The density of lead is more than 11 times higher than the density of water. You will need the water density to increase due to pressure at the bottom by a similar factor. The pressure at the deepest ocean areas (about 11 km) is about $ 11 \times 10^7 Pa $. The bulk modulus of water being about 2 GPa, the change in volume produced by a pressure of $ 11 \times 10^7 Pa $. will be about $$ \frac{11\times 10^7 Pa}{2 \times 10^9 Pa} = 5.5 \times 10^{-2} $$ or about 5%. This is the order of magnitude of the density changes in the water. The effect is negligible compared with the goal. And compresibility of water at high pressures may be even higher that the value used in this estimation so the effect will be even smaller.

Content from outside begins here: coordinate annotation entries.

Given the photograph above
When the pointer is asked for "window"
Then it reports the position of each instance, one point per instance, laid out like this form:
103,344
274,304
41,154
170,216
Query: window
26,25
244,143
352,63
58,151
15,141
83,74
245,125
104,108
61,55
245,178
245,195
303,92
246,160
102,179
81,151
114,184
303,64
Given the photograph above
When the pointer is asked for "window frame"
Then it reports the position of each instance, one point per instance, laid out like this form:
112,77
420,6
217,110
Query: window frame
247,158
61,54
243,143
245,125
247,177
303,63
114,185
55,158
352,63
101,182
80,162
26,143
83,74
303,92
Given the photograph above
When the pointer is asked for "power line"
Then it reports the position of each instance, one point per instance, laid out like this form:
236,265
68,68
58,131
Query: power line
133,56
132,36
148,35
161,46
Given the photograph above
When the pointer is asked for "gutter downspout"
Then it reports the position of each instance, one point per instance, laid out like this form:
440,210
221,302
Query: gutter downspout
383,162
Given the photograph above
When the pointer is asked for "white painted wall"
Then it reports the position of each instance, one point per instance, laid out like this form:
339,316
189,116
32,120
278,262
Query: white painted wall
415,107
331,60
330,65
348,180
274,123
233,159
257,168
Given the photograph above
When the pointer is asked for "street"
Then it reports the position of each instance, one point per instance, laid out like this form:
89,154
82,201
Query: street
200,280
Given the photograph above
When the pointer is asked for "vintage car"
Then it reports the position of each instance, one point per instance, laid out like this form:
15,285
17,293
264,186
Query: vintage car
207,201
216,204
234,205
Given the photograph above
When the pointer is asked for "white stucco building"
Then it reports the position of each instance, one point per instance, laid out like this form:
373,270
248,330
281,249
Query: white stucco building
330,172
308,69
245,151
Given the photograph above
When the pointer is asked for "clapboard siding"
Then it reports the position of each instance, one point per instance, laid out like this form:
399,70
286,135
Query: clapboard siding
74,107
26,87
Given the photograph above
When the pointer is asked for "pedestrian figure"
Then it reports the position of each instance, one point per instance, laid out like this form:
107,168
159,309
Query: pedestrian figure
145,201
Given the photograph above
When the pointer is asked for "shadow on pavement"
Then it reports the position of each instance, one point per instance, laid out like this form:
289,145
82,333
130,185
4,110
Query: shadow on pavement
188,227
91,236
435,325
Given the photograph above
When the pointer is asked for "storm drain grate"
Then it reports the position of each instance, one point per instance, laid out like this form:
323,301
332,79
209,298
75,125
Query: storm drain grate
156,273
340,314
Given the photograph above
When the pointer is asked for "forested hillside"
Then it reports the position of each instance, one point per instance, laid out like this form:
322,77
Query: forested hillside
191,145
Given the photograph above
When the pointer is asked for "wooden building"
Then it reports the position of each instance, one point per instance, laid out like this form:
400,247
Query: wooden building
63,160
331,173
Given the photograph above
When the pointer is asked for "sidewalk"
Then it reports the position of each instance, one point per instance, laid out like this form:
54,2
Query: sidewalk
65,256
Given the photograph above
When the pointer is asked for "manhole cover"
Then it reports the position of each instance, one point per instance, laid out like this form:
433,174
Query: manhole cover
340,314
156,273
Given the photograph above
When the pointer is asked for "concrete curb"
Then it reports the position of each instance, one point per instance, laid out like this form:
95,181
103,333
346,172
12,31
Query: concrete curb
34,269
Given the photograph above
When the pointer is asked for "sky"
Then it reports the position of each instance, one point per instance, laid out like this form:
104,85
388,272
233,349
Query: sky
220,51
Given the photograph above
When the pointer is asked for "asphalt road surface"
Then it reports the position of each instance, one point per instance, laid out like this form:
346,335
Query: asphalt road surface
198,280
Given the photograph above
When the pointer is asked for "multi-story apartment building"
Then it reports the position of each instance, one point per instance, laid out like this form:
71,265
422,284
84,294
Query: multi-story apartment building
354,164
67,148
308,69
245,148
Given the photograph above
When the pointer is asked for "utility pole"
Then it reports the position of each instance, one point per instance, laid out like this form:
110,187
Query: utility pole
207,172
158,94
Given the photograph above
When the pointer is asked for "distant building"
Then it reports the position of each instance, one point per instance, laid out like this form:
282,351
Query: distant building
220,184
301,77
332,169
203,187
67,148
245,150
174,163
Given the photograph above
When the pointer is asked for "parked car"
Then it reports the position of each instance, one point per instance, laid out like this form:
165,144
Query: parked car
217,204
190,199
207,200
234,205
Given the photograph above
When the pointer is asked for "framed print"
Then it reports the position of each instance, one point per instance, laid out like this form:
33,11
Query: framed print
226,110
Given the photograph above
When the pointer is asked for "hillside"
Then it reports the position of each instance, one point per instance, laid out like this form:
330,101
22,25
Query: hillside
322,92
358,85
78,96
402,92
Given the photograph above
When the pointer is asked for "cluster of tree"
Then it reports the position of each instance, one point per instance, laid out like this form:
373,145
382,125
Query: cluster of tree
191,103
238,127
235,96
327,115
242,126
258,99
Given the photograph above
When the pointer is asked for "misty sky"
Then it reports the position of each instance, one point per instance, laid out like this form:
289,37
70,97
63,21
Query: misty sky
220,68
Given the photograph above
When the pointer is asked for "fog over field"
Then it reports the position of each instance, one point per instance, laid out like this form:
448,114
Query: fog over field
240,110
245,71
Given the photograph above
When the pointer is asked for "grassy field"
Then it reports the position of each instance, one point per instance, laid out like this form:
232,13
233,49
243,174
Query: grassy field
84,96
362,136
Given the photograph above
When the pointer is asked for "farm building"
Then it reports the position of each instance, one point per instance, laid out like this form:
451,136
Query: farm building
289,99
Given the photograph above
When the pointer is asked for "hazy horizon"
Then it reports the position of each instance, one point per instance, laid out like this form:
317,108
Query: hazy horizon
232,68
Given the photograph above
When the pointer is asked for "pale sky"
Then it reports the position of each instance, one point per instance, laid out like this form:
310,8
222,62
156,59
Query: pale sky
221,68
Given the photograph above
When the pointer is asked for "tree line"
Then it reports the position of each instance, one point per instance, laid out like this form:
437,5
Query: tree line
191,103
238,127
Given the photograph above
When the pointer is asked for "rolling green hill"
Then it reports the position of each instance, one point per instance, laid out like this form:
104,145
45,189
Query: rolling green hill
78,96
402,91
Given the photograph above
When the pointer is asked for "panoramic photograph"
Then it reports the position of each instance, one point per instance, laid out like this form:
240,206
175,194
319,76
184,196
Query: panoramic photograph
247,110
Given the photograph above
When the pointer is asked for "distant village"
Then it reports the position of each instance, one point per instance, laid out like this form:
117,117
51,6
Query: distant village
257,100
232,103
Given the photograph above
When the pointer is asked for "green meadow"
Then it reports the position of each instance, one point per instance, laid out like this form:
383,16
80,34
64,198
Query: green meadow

If you want some imaginary situation rather than realistic depths, we could estimate the pressure for water to reach density of lead.
Assuming a still linear behavior of water pressure with depth, to have an increase in density of 11 times rather than 0.05, the depth should be about 11/0.05=220 times more than the 11 km. So about a couple athousand kilometers.
However at this depth the gravity is significantly reduced (Radius of Earth 6400 km). The water compresibility may change significantly. And it way even suffer a phase transition. This should be looked up.
Yes, looking at phase diagrams of water, at pressures over about 10 GPa it will be in one of the solid phases so the question of buoyancy becomes irrelevant.
So the final point I think is that water will be solid before its density in liquid form becomes equal to the density of lead.